Gerry Yasid SH MH datang ke Kabupaten Karimun ‘Negeri Bumi Berazam’ dalam rangka melakukan kunjungan kerja (kunker) sekaligus bersilahturahmi dengan Bupati Karimun Dr H Aunur Rafiq dan jajarannya serta masyarakat Karimun.

Kajati Kepri Gerry Yasid dalam paparannya menyampaikan, penerapan keadilan restoratif yang dicanangkan Kejaksaan RI bertujuan untuk mewujudkan keadilan hukum yang humanis bagi masyarakat. “Restorative justice mewujudkan keadilan hukum yang memanusiakan manusia dengan menggunakan hati nurani.

“Sekaligus melawan stigma negatif yang tumbuh di masyarakat yaitu hukum tajam ke bawah dan tumpul ke atas.
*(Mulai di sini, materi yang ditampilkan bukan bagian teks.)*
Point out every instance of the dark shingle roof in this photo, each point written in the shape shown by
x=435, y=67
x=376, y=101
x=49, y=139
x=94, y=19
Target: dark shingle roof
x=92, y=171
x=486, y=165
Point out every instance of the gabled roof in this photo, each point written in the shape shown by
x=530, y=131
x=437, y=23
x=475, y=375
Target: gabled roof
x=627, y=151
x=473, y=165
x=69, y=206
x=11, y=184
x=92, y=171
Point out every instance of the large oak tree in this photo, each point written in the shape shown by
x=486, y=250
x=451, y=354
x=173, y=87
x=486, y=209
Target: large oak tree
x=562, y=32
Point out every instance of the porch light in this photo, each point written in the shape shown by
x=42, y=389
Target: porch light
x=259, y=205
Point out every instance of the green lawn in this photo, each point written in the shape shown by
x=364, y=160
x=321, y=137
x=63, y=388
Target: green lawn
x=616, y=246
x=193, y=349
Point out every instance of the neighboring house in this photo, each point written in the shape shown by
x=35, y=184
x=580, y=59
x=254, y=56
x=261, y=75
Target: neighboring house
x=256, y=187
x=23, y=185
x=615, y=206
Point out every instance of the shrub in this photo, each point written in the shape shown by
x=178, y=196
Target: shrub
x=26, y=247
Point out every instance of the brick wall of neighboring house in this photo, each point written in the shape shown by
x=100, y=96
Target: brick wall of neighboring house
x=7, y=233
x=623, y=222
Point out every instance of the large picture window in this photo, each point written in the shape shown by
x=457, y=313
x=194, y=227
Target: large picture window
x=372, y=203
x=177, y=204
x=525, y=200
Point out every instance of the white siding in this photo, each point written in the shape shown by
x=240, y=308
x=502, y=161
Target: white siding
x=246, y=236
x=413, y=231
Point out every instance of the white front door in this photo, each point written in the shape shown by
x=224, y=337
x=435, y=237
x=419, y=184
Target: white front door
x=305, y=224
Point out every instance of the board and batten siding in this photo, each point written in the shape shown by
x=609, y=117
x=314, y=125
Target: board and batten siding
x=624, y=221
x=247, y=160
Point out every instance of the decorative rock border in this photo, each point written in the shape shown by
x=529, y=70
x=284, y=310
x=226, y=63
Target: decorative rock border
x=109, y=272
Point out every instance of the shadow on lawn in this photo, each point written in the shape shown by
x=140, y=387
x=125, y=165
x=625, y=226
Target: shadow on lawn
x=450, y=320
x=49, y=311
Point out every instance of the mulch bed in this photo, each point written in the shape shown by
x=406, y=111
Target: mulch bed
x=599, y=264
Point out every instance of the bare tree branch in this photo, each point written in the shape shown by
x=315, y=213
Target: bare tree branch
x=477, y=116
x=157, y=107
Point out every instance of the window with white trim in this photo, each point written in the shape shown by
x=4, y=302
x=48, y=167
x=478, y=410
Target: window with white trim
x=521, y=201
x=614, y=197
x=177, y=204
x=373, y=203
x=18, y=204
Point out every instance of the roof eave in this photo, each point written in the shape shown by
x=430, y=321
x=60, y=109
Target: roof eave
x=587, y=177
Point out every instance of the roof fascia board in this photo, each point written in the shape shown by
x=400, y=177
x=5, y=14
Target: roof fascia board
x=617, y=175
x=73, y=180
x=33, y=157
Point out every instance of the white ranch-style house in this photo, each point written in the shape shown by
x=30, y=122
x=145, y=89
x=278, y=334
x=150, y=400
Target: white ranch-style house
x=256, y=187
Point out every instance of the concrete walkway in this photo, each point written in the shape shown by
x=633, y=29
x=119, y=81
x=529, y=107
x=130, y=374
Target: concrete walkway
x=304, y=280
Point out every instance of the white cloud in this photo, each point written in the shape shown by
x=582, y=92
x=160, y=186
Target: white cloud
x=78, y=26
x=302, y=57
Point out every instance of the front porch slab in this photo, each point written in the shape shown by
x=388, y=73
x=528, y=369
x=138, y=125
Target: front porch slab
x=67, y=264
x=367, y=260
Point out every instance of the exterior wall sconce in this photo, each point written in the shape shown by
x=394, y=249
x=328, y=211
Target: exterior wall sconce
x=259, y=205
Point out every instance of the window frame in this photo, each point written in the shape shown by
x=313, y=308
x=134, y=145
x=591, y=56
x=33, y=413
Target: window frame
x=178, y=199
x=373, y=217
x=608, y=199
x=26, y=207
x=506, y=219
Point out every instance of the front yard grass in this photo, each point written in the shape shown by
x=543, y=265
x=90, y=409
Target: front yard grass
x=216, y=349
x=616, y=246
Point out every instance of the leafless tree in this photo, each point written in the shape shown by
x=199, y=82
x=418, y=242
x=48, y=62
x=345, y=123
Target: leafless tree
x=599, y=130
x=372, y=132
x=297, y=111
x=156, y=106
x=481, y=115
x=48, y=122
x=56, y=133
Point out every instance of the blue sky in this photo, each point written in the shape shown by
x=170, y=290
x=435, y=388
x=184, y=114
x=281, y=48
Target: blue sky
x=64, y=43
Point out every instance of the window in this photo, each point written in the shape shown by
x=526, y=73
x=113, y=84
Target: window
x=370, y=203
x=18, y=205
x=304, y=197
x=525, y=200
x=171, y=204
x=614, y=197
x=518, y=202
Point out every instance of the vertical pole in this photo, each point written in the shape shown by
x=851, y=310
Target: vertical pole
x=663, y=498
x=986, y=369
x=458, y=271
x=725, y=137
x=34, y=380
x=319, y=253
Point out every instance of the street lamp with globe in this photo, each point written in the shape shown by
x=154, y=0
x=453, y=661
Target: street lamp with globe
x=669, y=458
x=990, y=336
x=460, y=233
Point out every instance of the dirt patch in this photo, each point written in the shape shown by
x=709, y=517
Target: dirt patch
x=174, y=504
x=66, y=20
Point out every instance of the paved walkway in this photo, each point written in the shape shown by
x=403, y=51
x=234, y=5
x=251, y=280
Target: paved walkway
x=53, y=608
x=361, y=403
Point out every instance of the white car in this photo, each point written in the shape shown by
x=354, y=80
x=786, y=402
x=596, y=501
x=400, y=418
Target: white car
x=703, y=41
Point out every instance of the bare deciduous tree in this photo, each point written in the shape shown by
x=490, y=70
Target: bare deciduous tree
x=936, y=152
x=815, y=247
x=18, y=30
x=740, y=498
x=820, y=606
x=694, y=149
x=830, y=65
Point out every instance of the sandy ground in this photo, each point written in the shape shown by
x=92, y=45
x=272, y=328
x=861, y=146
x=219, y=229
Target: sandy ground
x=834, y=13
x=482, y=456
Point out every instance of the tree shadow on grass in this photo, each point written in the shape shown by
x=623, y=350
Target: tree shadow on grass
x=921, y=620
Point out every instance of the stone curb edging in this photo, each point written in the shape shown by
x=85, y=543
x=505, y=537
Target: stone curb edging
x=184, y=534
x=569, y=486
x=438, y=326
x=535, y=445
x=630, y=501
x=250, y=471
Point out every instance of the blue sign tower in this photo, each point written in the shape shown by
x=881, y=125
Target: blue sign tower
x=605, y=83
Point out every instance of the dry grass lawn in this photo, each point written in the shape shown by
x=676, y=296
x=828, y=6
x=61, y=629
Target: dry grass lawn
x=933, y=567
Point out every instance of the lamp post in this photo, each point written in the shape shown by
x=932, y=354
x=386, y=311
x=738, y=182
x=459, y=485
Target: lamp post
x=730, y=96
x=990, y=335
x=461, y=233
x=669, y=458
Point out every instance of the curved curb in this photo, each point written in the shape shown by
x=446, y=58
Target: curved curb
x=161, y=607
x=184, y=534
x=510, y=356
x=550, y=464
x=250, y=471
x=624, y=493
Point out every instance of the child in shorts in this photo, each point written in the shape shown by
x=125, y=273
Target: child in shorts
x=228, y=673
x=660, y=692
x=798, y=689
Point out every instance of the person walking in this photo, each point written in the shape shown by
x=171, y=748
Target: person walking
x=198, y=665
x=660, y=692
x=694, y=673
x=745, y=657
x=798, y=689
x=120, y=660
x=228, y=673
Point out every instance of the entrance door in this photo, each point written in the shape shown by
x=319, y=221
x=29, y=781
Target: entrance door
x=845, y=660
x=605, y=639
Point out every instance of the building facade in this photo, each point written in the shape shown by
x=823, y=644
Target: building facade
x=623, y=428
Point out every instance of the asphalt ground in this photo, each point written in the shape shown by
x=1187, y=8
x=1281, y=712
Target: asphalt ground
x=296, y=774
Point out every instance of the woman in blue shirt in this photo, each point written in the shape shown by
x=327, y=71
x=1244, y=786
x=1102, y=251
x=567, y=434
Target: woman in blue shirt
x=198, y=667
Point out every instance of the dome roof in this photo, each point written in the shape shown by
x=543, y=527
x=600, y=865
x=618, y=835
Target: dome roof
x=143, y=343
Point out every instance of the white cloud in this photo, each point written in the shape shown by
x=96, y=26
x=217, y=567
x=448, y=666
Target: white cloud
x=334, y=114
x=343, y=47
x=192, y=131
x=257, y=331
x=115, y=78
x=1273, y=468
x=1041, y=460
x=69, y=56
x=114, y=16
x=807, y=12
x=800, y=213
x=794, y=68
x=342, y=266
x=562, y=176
Sehingga perkara-perkara yang sifatnya sepele atau ringan dapat diselesaikan di luar pengadilan dan tidak perlu dilimpahkan ke pengadilan,” terangnya.

Ia, menyampaikan, penerapan keadilan restoratif dengan cara memediasi antara korban dan pelaku kejahatan dalam penyelesaian permasalahan memiliki tujuan utama pemulihan kerugian pada korban dan pengembalian pada keadaan semula.

“Lebih daripada itu, melalui RJ (Restorative Justice), stigma negatif atau labeling “orang salah” itu dihapuskan. Ia tidak akan diadili di depan umum dan diberi kesempatan untuk bertaubat atau berubah. Kalau dalam masa kesempatan itu diberikan, orang itu kembali mengulangi perbuatannya, maka dia siap untuk dipenjara,” jelas putra asal Kepri kelahiran Desa Mentigi, Tanjung Uban ini.

Ia menyebut, penyelesaian perkara melalui RJ mendapat respon positif dari masyarakat. Hal itu dibuktikan sejak terbitnya Peraturan Kejaksaan RI Nomor 15 Tahun 2020 tentang Penghentian Penuntutan berdasarkan Keadilan Restoratif, penerapan keadilan restoratif di tingkat kejaksaan relatif meningkat dengan banyaknya permintaan penyelesaian perkara di luar pengadilan.

Kajati Kepri Gerry Yasid menerangkan bahwa adapun alasan pemberian penghentian pentuntutan berdasarkan keadilan restoratif adalah tersangka baru pertama kali melakukan tindak pidana, tindak pidana hanya diancam dengan pidana denda atau diancam dengan pidana penjara tidak lebih dari 5 (lima) tahun, tindak pidana dilakukan dengan barang bukti atau nilai kerugian yang ditimbulkan akibat dari tindak pidana tidak lebih dari Rp.2.500.000.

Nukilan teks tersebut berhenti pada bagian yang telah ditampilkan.